The court case dragged on in French courts as a contentious lawsuit for four years, tying up the US hedge fund manager’s resources, while incurring large legal fees costs as well as business franchise and reputation risks to the US AIFM.

Breaches of AIFMD in France can incur criminal penalties including imprisonment and fines. However it is important to note that investor litigation and rescission rights risks are equally real risks to consider for fundraising in France.

As a standout statutory regime compared with other countries, under French statutes, civil penalties can apply (in addition to criminal sanctions noted above) as the French investor invested in funds managed by AIFMs/asset managers is entitled to take the following action in a civil court in France against the AIFM/Asset Manager:

The investor can ask the court for cancellation of their subscription to the AIFs (for any reason and at any time) and sue the marketer/seller for breach of duty to provide sufficient information for them to make their investment decision.

AIFMs/asset managers: How to protect yourself from investor litigation risk

Some of our AIFM/asset manager clients say: “Well, we can get sued by investors in our funds for any reason at any time.
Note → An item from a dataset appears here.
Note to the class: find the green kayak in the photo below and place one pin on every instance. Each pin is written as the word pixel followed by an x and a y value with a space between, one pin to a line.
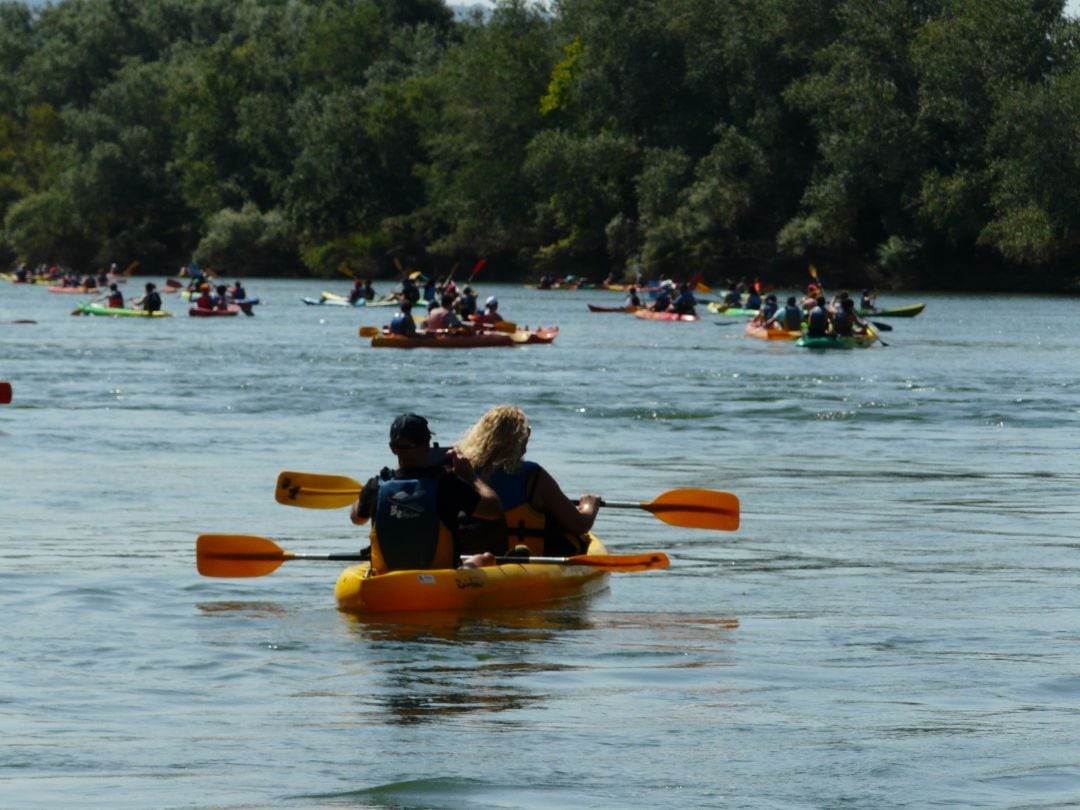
pixel 834 341
pixel 98 309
Litigation risk is always a risk for us.”

To which we reply: “Yes, litigation by investors against fund managers is always at the forefront. But don’t give your investors the no-brainer Trifecta (3) of arguments for an easy court judgement win because you broke the investor’s country laws when you marketed and sold your fund to them.”

It’s as if the non-compliant AIFM/asset managers holds a silver tray with free put options deftly arranged and handed out to investors, ready to be exercised by the investor whenever they are ready. Is that what you really want?

Summary

The way AIFM/asset managers can mitigate their five key distribution risks when fundraising overseas is to comply with country fund marketing rules at all times.

Don’t kick off the “domino” effect. Since all five distribution risks are related to each other, the last thing AIFM/asset managers want to do is give investors a valid reason for them to seek justice in the courts and demand their money back because you breached the laws in their jurisdiction when marketing and selling your fund to the investor.